**
maven pom依赖配置
<dependency>
<groupId>org.apache.spark</groupId>
<artifactId>spark-sql_2.11</artifactId>
<version>2.1.0</version>
</dependency>
<dependency>
<groupId>org.apache.spark</groupId>
<artifactId>spark-core_2.11</artifactId>
<version>2.1.0</version>
</dependency>
**
一、基本数据源支持
package com.spark.test.Structured
import org.apache.log4j.{Level, Logger}
import org.apache.spark.sql.SparkSession
import org.apache.spark.sql.streaming.Trigger
/**
* Created by Administrator on 2019/5/24.
*/
object wordCount {
def main(args: Array[String]) {
Logger.getLogger("org.apache.spark").setLevel(Level.ERROR)
val spark=SparkSession
.builder()
.master("local")
.appName("ss")
.getOrCreate()
import spark.implicits._
//lines(是一个DataFrame)代表一个包含流文本数据的无边界的表,
// 表只包含一个字段"value",流数据中的每一行就是该表的一条记录。
val lines = spark.readStream
.format("socket")
.option("host", "172.16.28.224")
.option("port", 19999)
.load()
// Split the lines into words
//需要使用as方法将DataFrame转换成DataSet,才能使用flatMap转换操作
val words = lines.as[String].flatMap(_.split(" "))
val cons=new consoleSink()
// Generate running word count
val query=words.writeStream.outputMode("append").format("console").start()
query.awaitTermination()
}
}
二、structred streaming自定义输出consoleSink,需要继承ForeachWriter 类重写其方法
package com.spark.test.Structured
import org.apache.spark.sql.ForeachWriter
/**
* Created by Administrator on 2019/5/24.
*/
class consoleSink extends ForeachWriter[String]{
def open(partitionId: Long, version: Long): Boolean = {
true
}
def process(value: String): Unit = {
println(value)
}
def close(errorOrNull: Throwable): Unit = {
}
}
**二、自定义jdbc sink,需要继承ForeachWriter 类重写其方法
import java.sql._
import org.apache.spark.sql.ForeachWriter
/**
* Created by Administrator on 2019/5/24.
*/
class JDBCSink(url:String,user:String,password:String,table:String) extends ForeachWriter[(String,Int)]{
val driver="com.mysql.jdbc.Driver"
var conn:Connection=_
var stat:Statement=_
def open(partitionId: Long, version: Long): Boolean = {
Class.forName(driver)
conn=DriverManager.getConnection(url,user,password)

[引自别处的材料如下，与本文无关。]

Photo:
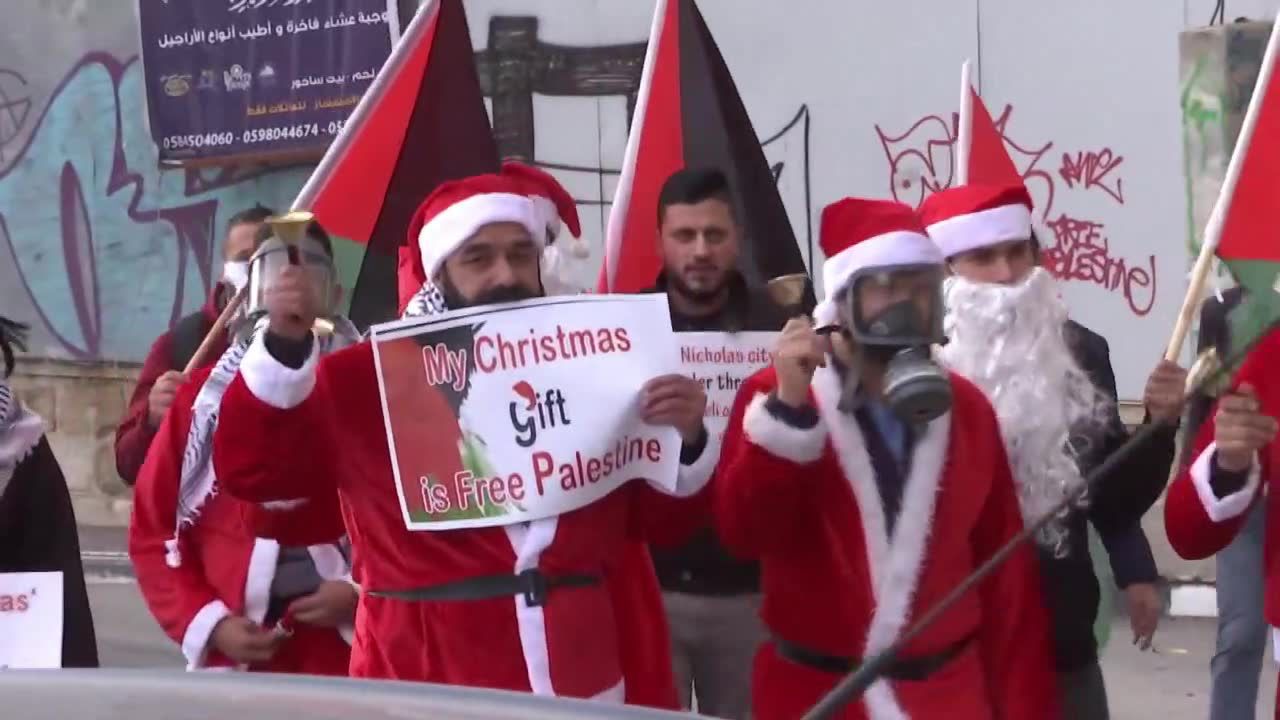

stat=conn.createStatement()
true
}
def process(value: (String,Int)): Unit = {
stat.executeUpdate("INSERT INTO "+table+" VALUES("+value._1+","+value._2+")")
}
def close(errorOrNull: Throwable): Unit = {
conn.close()
}
}
三、demo演示
import org.apache.log4j.{Level, Logger}
import org.apache.spark.sql.SparkSession
import org.apache.spark.sql.streaming.Trigger
/**
* Created by Administrator on 2019/5/24.
*/
object wordCount {
def main(args: Array[String]) {
Logger.getLogger("org.apache.spark").setLevel(Level.ERROR)
val spark=SparkSession
.builder()
.master("local")
.appName("ss")
.getOrCreate()
import spark.implicits._
//lines(是一个DataFrame)代表一个包含流文本数据的无边界的表,
// 表只包含一个字段"value",流数据中的每一行就是该表的一条记录。
val lines = spark.readStream
.format("socket")
.option("host", "172.16.28.224")
.option("port", 19999)
.load()
// Split the lines into words
//需要使用as方法将DataFrame转换成DataSet,才能使用flatMap转换操作
val words = lines.as[String].flatMap(_.split(" "))
//JDBC sink
val write=new JDBCSink("url","user","pass","table")
//console sink
val cons=new consoleSink()
// Generate running word count
val query = words.writeStream.outputMode("append").foreach(cons).start()
query.awaitTermination()
}
}